Sanepar usa aterro de Cianorte para capacitação

02

O vice-presidente do Comitê Técnico e Científico da Associação Internacional de Resíduos Sólidos (ISWA, na sigla em inglês), Luis Marinheiro, visitou na semana passada em Cianorte,  o aterro municipal operado pela Companhia de Saneamento do Paraná (Sanepar). Marinheiro é uma das maiores autoridades mundiais no tema de resíduos sólidos e um reconhecido consultor no setor.

Na passagem por Cianorte, ele também deu um curso para a equipe da Companhia que atua na gestão de aterros e resíduos sólidos. Participaram 20 técnicos, que conheceram práticas e o modo de gestão de aterros sanitários em Portugal, país de origem do vice-presidente. Durante a visita ao aterro, Marinheiro pôde observar como ele é operado e elogiou a Sanepar pelo desempenho em relação ao trabalho realizado com os resíduos sólidos.
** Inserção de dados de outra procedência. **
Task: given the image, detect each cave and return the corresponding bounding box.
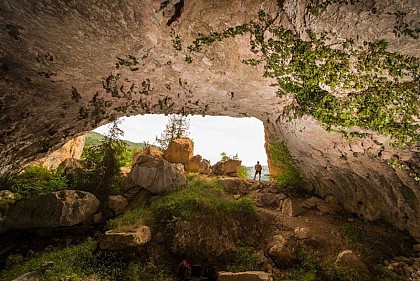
[0,0,420,240]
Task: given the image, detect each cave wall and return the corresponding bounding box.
[0,0,420,239]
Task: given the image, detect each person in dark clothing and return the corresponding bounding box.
[254,161,262,180]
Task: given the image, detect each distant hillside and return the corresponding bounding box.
[85,131,145,150]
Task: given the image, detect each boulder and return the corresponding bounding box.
[211,159,242,177]
[32,135,86,169]
[325,194,341,212]
[218,271,273,281]
[281,198,305,217]
[164,137,194,165]
[99,225,152,250]
[268,234,296,264]
[261,193,280,207]
[108,195,128,215]
[295,227,312,239]
[6,190,100,229]
[185,155,211,174]
[302,196,325,209]
[218,178,250,194]
[129,155,187,194]
[131,146,163,166]
[335,250,370,280]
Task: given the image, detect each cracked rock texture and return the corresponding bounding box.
[0,0,420,239]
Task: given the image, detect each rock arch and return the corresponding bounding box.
[0,0,420,239]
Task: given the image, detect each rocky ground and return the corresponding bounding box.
[0,177,420,281]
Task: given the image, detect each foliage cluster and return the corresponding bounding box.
[181,9,420,146]
[106,176,257,228]
[82,132,147,167]
[72,121,126,198]
[0,239,174,281]
[156,114,190,150]
[269,142,302,189]
[5,166,68,199]
[226,246,262,272]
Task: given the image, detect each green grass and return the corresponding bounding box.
[226,247,262,272]
[150,177,257,225]
[0,239,174,281]
[0,239,106,281]
[109,175,257,228]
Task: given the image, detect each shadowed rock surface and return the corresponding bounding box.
[0,0,420,239]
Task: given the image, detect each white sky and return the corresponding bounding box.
[94,114,267,166]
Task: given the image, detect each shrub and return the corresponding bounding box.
[8,166,68,199]
[269,141,302,189]
[226,247,262,272]
[73,121,127,198]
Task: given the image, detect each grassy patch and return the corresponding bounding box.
[0,239,175,281]
[109,174,257,228]
[0,239,107,280]
[150,177,257,225]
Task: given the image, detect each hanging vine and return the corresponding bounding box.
[180,11,420,147]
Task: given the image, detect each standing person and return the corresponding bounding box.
[254,161,262,181]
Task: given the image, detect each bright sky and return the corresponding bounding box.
[94,114,267,166]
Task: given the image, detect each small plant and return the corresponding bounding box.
[7,166,68,199]
[269,142,302,189]
[73,121,127,198]
[226,247,262,272]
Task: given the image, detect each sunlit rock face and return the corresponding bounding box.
[0,0,420,238]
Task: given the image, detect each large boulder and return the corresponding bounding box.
[129,155,187,194]
[32,135,86,169]
[335,250,370,280]
[218,271,273,281]
[268,234,296,264]
[99,225,152,250]
[6,190,100,229]
[185,155,211,174]
[212,159,242,177]
[164,137,194,165]
[107,195,128,215]
[131,146,163,166]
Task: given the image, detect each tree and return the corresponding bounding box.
[156,114,190,150]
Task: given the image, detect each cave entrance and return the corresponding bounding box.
[94,114,269,180]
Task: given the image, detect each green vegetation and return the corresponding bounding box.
[82,131,147,167]
[72,121,126,198]
[109,176,257,228]
[226,246,262,272]
[176,10,420,147]
[0,239,174,281]
[269,142,302,189]
[5,166,68,199]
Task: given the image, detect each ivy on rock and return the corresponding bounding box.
[179,11,420,147]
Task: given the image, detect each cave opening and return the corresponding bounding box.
[93,114,269,180]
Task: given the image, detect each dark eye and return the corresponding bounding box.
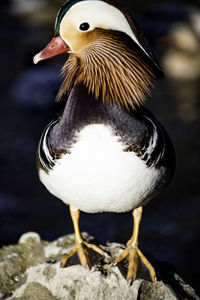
[79,22,90,31]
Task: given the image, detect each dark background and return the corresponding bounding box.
[0,0,200,291]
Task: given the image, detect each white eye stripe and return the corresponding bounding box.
[77,21,94,31]
[60,0,149,56]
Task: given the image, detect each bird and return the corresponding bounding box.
[34,0,175,283]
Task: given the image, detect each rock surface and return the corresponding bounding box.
[0,233,199,300]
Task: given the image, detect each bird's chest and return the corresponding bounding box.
[39,124,161,212]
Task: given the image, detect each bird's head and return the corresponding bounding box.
[34,0,162,109]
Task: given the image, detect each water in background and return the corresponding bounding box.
[0,0,200,296]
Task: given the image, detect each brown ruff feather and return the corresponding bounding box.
[57,29,156,110]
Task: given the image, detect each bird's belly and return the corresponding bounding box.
[39,125,164,212]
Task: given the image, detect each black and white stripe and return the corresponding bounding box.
[38,120,58,172]
[140,115,166,167]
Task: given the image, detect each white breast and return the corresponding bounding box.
[39,124,162,212]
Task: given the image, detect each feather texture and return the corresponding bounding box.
[57,28,157,110]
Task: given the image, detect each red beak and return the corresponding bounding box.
[33,36,70,64]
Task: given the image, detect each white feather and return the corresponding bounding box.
[60,0,149,56]
[39,124,163,212]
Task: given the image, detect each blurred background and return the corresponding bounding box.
[0,0,200,292]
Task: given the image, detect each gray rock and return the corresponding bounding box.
[0,233,199,300]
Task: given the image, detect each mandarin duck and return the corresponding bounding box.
[34,0,175,283]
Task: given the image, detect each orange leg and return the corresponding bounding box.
[60,205,107,268]
[114,206,156,283]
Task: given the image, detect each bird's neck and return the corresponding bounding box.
[55,30,156,110]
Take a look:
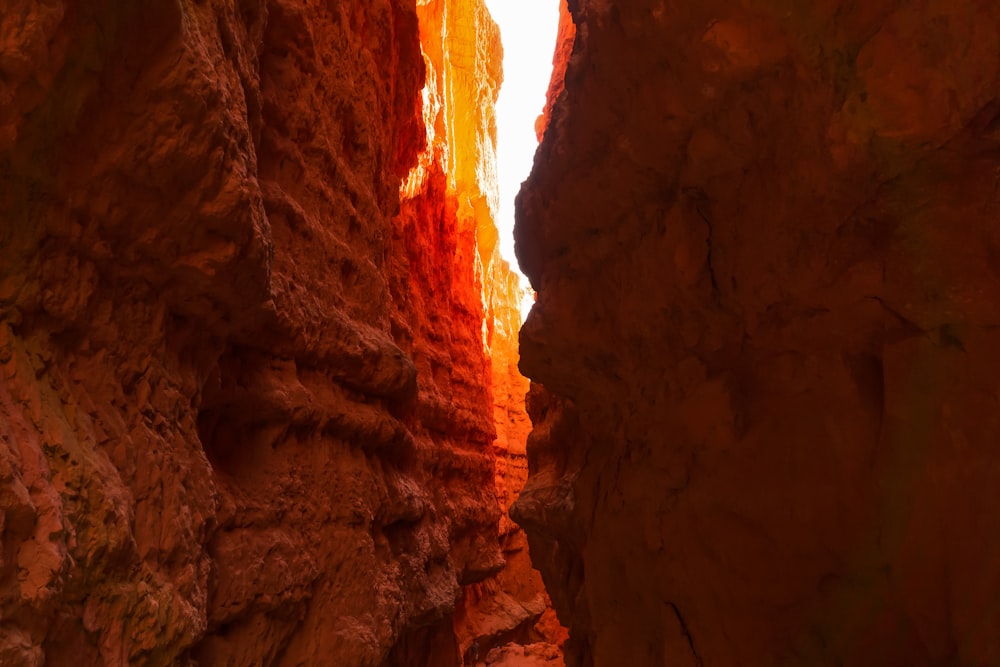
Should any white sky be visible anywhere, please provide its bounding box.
[486,0,559,284]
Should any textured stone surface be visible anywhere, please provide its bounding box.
[0,0,532,666]
[515,0,1000,666]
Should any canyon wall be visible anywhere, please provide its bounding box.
[514,0,1000,667]
[0,0,532,667]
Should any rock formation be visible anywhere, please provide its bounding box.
[0,0,541,667]
[514,0,1000,667]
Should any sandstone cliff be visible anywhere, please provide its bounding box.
[515,0,1000,666]
[0,0,540,667]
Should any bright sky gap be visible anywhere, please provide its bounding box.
[486,0,559,318]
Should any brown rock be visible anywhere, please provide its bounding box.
[0,0,540,665]
[515,0,1000,666]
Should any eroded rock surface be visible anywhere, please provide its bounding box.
[0,0,532,667]
[515,0,1000,666]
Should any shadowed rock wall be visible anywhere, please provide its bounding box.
[515,0,1000,666]
[0,0,528,666]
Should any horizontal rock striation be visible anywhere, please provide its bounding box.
[514,0,1000,666]
[0,0,528,667]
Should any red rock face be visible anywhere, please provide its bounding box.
[0,0,536,666]
[515,0,1000,665]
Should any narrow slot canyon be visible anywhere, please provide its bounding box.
[0,0,1000,667]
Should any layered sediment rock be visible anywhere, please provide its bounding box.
[515,0,1000,666]
[0,0,540,666]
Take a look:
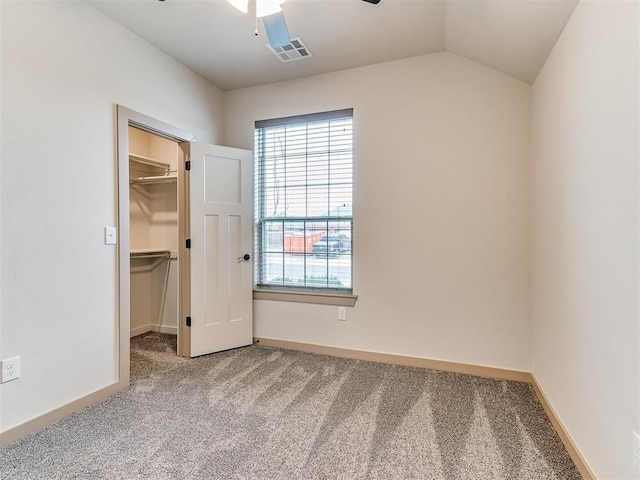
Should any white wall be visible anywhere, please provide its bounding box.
[0,1,222,431]
[224,53,530,371]
[532,0,640,480]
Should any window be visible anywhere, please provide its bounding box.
[255,109,353,294]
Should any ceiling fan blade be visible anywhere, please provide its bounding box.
[262,12,291,48]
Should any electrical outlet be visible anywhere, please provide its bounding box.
[0,357,20,383]
[104,227,118,245]
[633,431,640,474]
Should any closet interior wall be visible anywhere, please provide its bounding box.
[129,127,179,337]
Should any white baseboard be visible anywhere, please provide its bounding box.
[0,382,129,446]
[129,324,178,338]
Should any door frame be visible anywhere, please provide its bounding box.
[116,105,195,386]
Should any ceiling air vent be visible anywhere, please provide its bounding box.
[267,37,312,63]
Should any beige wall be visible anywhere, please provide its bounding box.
[0,1,222,431]
[532,0,640,480]
[224,53,530,370]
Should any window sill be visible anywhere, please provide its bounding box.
[253,290,358,307]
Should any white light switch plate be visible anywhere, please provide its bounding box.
[104,227,117,245]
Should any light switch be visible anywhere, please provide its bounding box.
[104,227,118,245]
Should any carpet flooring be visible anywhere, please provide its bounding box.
[0,333,581,480]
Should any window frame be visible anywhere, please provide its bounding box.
[253,108,358,306]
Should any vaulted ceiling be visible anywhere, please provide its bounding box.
[87,0,578,90]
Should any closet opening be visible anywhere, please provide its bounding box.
[116,105,194,385]
[128,125,180,345]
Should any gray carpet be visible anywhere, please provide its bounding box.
[0,334,581,480]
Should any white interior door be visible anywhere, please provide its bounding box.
[187,142,253,357]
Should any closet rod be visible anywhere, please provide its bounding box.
[131,251,171,258]
[129,175,178,185]
[129,153,171,171]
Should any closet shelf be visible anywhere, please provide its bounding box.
[129,153,171,172]
[129,248,177,259]
[129,175,178,185]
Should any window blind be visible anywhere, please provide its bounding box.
[255,109,353,293]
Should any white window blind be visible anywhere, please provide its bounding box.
[255,109,353,293]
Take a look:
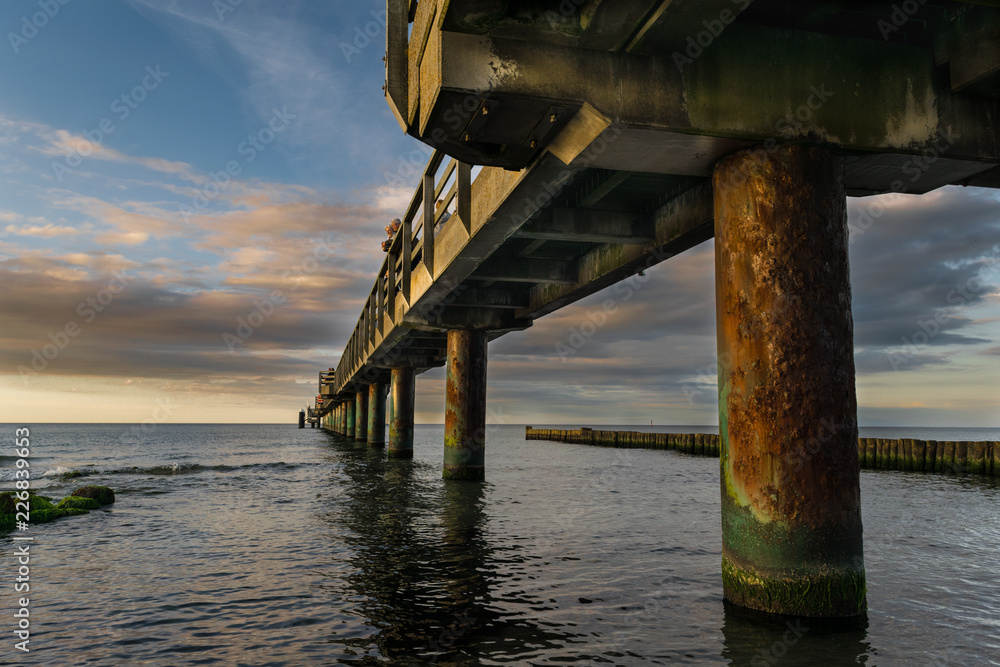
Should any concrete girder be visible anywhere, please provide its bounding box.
[514,208,653,244]
[414,23,1000,187]
[442,285,528,310]
[470,257,576,285]
[515,181,714,319]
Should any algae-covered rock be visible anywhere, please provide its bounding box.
[0,486,115,533]
[31,507,89,524]
[56,496,101,510]
[70,486,115,506]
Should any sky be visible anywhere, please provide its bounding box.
[0,0,1000,426]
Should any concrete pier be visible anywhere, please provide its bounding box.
[713,146,866,617]
[368,381,385,447]
[444,329,487,480]
[387,367,415,459]
[354,387,368,441]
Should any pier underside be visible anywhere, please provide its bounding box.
[317,0,1000,617]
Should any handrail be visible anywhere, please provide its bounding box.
[320,150,472,395]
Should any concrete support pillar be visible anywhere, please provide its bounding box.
[444,329,486,480]
[387,367,414,459]
[344,399,357,440]
[354,387,368,441]
[368,381,385,447]
[713,146,866,617]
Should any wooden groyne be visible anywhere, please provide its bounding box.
[524,426,1000,477]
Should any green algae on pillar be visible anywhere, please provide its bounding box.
[344,400,357,440]
[444,329,487,480]
[386,366,415,459]
[368,382,385,447]
[354,387,368,440]
[713,146,868,617]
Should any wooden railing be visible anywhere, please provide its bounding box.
[320,151,472,396]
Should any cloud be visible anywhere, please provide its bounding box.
[4,222,80,239]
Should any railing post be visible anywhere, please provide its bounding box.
[399,215,413,304]
[375,264,389,334]
[455,162,472,234]
[385,252,396,322]
[423,172,437,278]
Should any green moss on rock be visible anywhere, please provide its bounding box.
[56,496,101,510]
[70,486,115,506]
[0,486,115,533]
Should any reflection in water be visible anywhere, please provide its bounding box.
[722,602,871,667]
[320,436,567,664]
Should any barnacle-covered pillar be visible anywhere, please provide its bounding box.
[713,146,866,617]
[444,329,487,480]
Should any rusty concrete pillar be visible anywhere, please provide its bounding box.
[354,387,368,441]
[444,329,486,480]
[713,146,866,617]
[368,381,385,447]
[386,367,415,459]
[344,395,358,440]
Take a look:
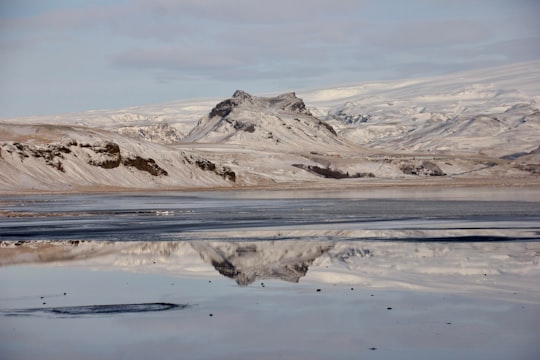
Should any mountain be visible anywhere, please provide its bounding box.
[183,90,344,150]
[0,61,540,192]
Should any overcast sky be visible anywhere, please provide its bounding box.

A experiência portuguesa em relação ao lixo tem se destacado mundialmente. “Portugal é um ótimo exemplo na gestão dos resíduos sólidos, tendo acabado com todos os lixões e implantado um sistema eficiente, regulado e com tarifas justas”, explica o gerente da área de resíduos sólidos na Sanepar, Péricles Weber.

Marinheiro também ministrou em Curitiba uma oficina no “Workshop Técnico da Missão Internacional Paraná-Portugal: evolução, organização, planejamento e regulação do setor do saneamento e gestão de resíduos em Portugal”.

RESÍDUOS – Além dos serviços de água e esgoto, a Sanepar também atua na gestão de resíduos sólidos urbanos, operando os aterros sanitários de Cianorte, Apucarana e Cornélio Procópio.

O aterro sanitário de Cianorte foi o primeiro do Paraná a ter seu sistema de gestão ambiental certificado pela NBR ISO 14001:2004, concedida pelo Instituto de Tecnologia do Paraná (Tecpar), e também foi o primeiro do Brasil a ser administrado por uma companhia estadual de saneamento, com processos sendo executados dentro do que preconizam as normas técnicas e ambientais. Além dos resíduos de Cianorte, esse aterro recebe, atualmente, resíduos sólidos urbanos das cidades de Indianópolis, Guaporema, São Tomé e Terra Boa, somando aproximadamente 20 mil toneladas ao ano.